-- Сейчас, - начал он с порога. Поставил нехитрый скарб на стол: - Сейчас малость подкрепимся. Вижу, что сил у тебя с гулькин нос осталось. Сейчас картошку достану, только с утра сварил.
Удивившись такой щедрости, Иван решил не таиться и задать вопрос прямо в лоб.
-- С чего такая щедрость, хозяин?
Тот замер. Миска в его руках затряслась и, отварной картофель в мундирах чуть не рассыпался по полу. Потом, старик, успокоившись, поставил ее на стол и прохрипел:
-- На сына ты моего похож, Алешеньку. Погиб он в июле сорок первого. Лейтенантом был...
-- Извини, отец, - только и мог выдавить из себя обескураженный Наумов.
Когда они немного выпили и закусили, Иван Васильевич закурил, угостил собеседника, и начал рассказывать.

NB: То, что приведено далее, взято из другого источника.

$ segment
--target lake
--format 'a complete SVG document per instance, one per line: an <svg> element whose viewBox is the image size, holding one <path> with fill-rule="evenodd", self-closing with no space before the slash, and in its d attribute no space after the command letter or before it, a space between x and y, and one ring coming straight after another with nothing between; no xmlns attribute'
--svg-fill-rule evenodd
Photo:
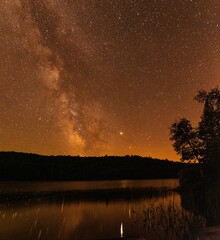
<svg viewBox="0 0 220 240"><path fill-rule="evenodd" d="M190 239L187 224L200 229L205 220L182 209L177 186L177 179L0 183L0 239Z"/></svg>

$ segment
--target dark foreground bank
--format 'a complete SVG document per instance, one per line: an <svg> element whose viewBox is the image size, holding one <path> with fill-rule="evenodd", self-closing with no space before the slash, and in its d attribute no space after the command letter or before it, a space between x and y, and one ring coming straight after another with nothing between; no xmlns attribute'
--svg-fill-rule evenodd
<svg viewBox="0 0 220 240"><path fill-rule="evenodd" d="M0 152L0 180L70 181L178 178L188 164L139 156L71 157Z"/></svg>

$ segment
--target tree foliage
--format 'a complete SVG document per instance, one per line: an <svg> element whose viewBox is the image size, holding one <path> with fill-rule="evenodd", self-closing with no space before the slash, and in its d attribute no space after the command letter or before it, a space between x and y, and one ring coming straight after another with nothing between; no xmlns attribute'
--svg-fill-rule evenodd
<svg viewBox="0 0 220 240"><path fill-rule="evenodd" d="M182 118L172 124L170 139L182 161L210 163L220 155L220 90L199 91L194 99L203 104L198 126L193 128L189 120Z"/></svg>

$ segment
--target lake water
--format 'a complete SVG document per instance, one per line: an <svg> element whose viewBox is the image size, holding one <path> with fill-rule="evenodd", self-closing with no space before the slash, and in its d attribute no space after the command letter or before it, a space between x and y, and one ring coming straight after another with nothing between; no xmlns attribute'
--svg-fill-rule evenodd
<svg viewBox="0 0 220 240"><path fill-rule="evenodd" d="M179 194L161 191L154 196L141 191L138 197L132 197L132 189L146 189L147 192L152 187L164 190L177 186L176 179L0 183L1 194L47 192L47 197L36 195L1 201L0 239L181 239L188 234L182 220L189 222L195 218L182 210ZM100 193L104 189L109 190L108 197L96 197L96 190ZM111 198L111 193L122 189L129 192L129 198L120 195L117 199L117 194ZM66 198L65 194L60 197L62 192L76 191L78 194L79 190L89 190L88 198L87 195L83 199L80 196ZM58 192L58 195L50 196L50 192ZM201 224L203 219L198 217L196 221Z"/></svg>

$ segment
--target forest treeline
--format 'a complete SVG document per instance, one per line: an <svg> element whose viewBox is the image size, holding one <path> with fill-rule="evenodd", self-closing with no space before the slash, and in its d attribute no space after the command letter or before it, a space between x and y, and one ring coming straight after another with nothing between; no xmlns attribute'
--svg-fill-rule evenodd
<svg viewBox="0 0 220 240"><path fill-rule="evenodd" d="M140 156L41 156L0 152L1 181L178 178L189 164Z"/></svg>

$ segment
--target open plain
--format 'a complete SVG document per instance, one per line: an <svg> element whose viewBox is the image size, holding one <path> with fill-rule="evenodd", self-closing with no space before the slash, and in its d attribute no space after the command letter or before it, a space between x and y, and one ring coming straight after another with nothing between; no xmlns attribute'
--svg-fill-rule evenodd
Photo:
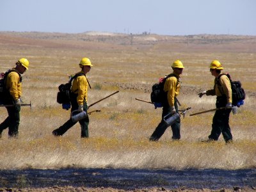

-- Я этим перегоном еще до революции управлял. Всегда тихо да мирно было, тута ведь составы не особо шуровали, так, загонят один-два в отстой, да и только. Потом первая мировая началась, мне тогда тридцать пятый годок пошел, а жена возьми да народи сына мне. И это спустя десять лет как повенчались! Я конечно рад был, но тогда смекнул, что примета плохая. Бог парня подарил, значит не так все просто. Потом помню, в пятнадцатом году загнали эшелон с пушками, дня три стоял, потом пришел ко мне какой-то капитан, треснул по зубам...
-- А за что по зубам-то? - Поинтересовался захмелевший Наумов.
-- А черт знает ихних благородий? Не зашиб да и ладно. Треснул по зубам, да и давай орать, чего мол ты тут наш состав мурыжишь? Будто я начальник станции. Так ему и сказал. А он удивился, прощения попросил, извини говорит не признал в тебе обычного рабочего, больно мол мундир у тебя новый, а я тогда с премии его и пошил. Через сутки эшелон этот отбыл, а начальник мой, Сергей Игнатович, царствие ему небесное, вызвал к себе и говорит: тебе, мол, Василич, привет передал начальник эшелона капитан Богданов. Не знаю такого, говорю. А Игнатич улыбается и говорит, что это тот офицер который по зубам тебя мол треснул. Я же отвечаю, что меня много кто по морде оприходовал, а сам ведь помню. Не забыл. Тогда начальник протягивает мне часы серебряные и говорит: ты зла не помни, так капитан попросил, сказал, ежели на фронте умирать будет, то не хочет, чтобы зла на него держали, и на небесах зачтется ему. Я тогда почему-то сразу понял, что не жилец капитан на этом свете.
-- Это почему же? - Удивился Наумов, поглощая очередную порцию самогона.